Sem lei federal que aborde o assédio moral, os tribunais utilizam a construção jurisprudencial sobre o tema e aplicam por analogia leis estaduais e municipais que vedam essa prática entre servidores públicos. As normas, além de descreverem atitudes consideradas como assédio moral (leia o quadro acima), também instituem penalidades para o assediador – que vão desde a advertência e suspensão até a demissão. Como o Código Civil estabelece que as empresas são responsáveis civilmente por seus empregados, as companhias estão sendo condenadas a indenizar por não tomarem medidas contra o assédio sofrido.

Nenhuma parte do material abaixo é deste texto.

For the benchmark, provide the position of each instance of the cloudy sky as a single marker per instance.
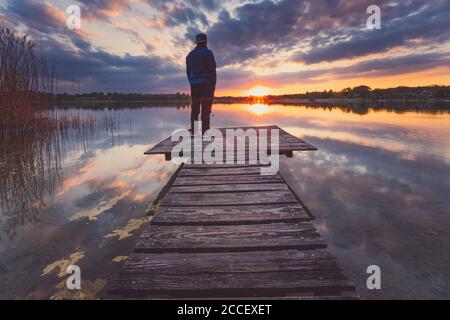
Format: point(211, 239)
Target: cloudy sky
point(283, 46)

Em uma decisão da 1ª Turma do TST, do relator ministro Vieira de Mello Filho, a Corte também admitiu que o assédio moral, decorrente de tortura psicológica continuada, pode “ser exercitado pelo superior hierárquico, por empregados do mesmo nível e pelos subordinados contra o chefe”.
Segundo o processo, o gerente de uma grande empresa de refrescos em uma festa promovida pela companhia teria feito referências grosseiras e humilhantes a um grupo de empregados que sofreram acidente de trabalho. De acordo com os depoimentos, ele teria chegado a apontar para a mesa, na qual estava sentada a vítima e outros colegas e os chamado de “vagabundos” e de “banda podre da empresa” por serem portadores de doenças profissionais ou ocupacionais e que, portanto, teriam direito a licenças médicas. A partir desse evento, os demais colegas da vítima, segundo o processo, passaram a evitá-lo e a reproduzir a conduta de discriminação iniciada pelo gerente.
O ministro Vieira de Mello Filho afirma na decisão que “é simplesmente inacreditável que uma empresa do porte da reclamada tolere tal espécie de conduta”. A companhia foi condenada a pagar uma indenização ao empregado no valor de 12 vezes a sua remuneração mensal.
Já um eletricista de uma grande empresa que cometeu assédio moral contra um de seus colegas, teve sua demissão por justa causa mantida pela 2ª Turma do Tribunal Regional do Trabalho (TRT) de Goiás. Ele teria sido o responsável por conseguir uma foto de um outro empregado no Orkut e ter produzido um cartaz escrito com o letreiro “Magayzine”, afixado no balcão do almoxarifado da empresa.
Para o relator do processo, desembargador Platon Teixeira de Azevedo Filho, a atitude do funcionário foi ofensiva e se concretizou com a atribuição pública, pejorativa e discriminatória da suposta opção homossexual da vítima. “A conduta do autor de sugerir uma opção sexual não aceitável socialmente é capaz de causar grave lesão ao empregado que, indubitavelmente, sentiu-se ofendido em sua dignidade, honra, imagem, e, quiçá, na intimidade”, ressaltou. Assim, manteve a demissão por justa causa na qual o trabalhador tentava reverter no processo.